Stellar Parallax: The Distance to Stars

We know that distant stars and galaxies are incredibly far away, and scientists have attempted to measure that distance using various methods. One of the most popular is the method known as Stellar Parallax, the use of trigonometry to determine distance.

Stellar Parallax is the apparent shift of a close star in relation to distant stars that’s caused by a change in the position of the observer. The stars are not actually moving, they just seem like they are because the person looking at them has moved to a different location. In other words, he is looking at them from a different angle.

By measuring that angle, scientist can calculate the distance. But there is quite a large obstacle. Most stars are so far away that the angle is so narrow it is impossible to accurately measure.

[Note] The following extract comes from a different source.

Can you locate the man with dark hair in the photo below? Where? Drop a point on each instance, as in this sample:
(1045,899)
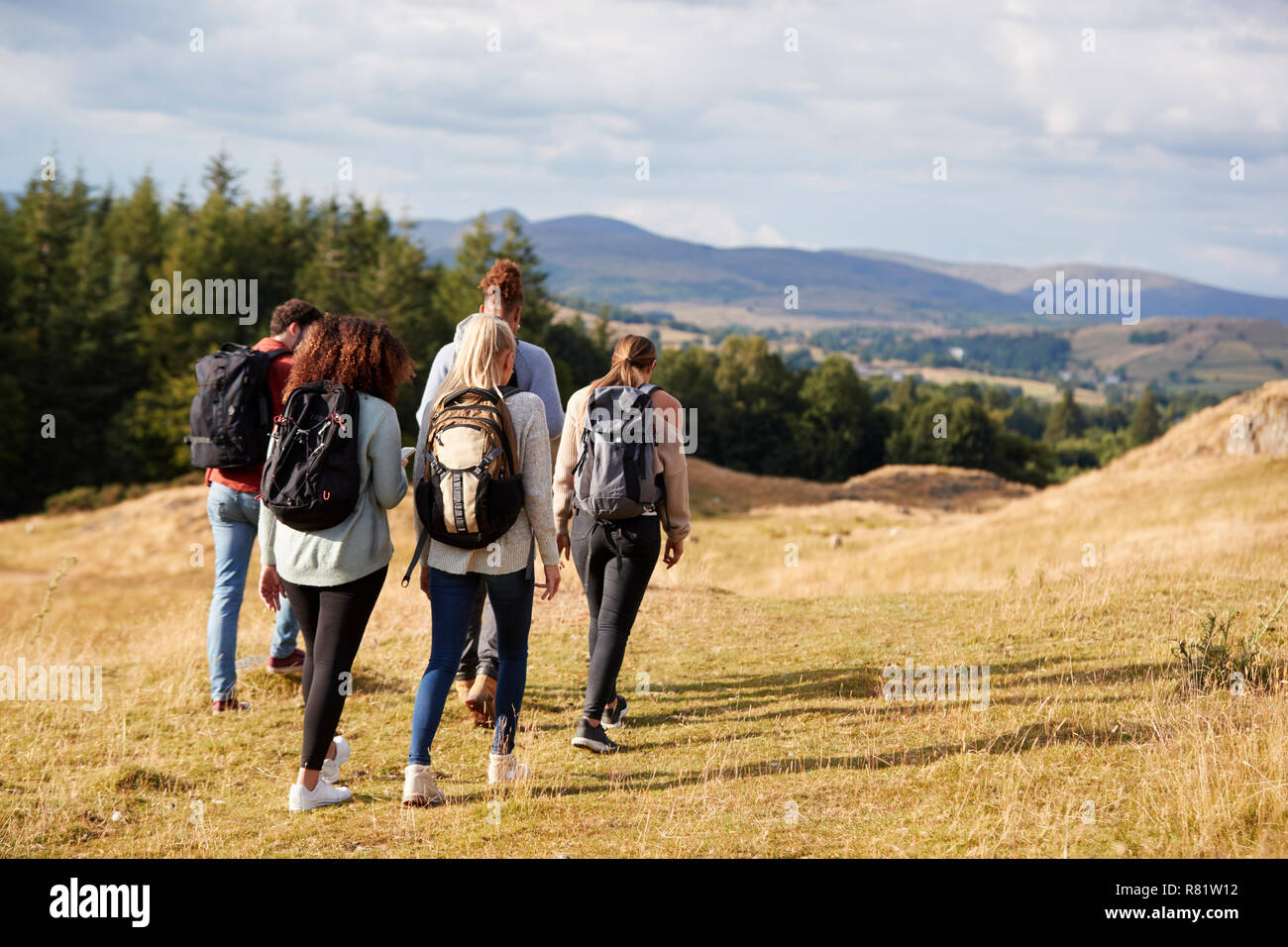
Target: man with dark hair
(233,513)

In an attempt to obtain a wider angle, astronomers take measurements on both extremes of Earth’s orbit around the sun – which allows for a triangular base of about one hundred and eighty six million miles. Now, one hundred and eighty six million miles sounds like quite a base, but not when we consider the distance to the most distant stars. A star only hundreds of light years away would result in an angle similar to that observed by two surveyors in New York standing a few feet apart and focusing on a dot in Los Angeles. Quite a narrow angle.

The bottom line is that there is no way to use this method to accurately measure the distance of far away stars and galaxies. All we have to go on is the educated guesses of scientists.

Isaiah tells us that the Lord made the earth, and created man upon it; that His hands stretched out the heavens.

I’m David Rives –
Truly – The Heavens Declare the Glory of God.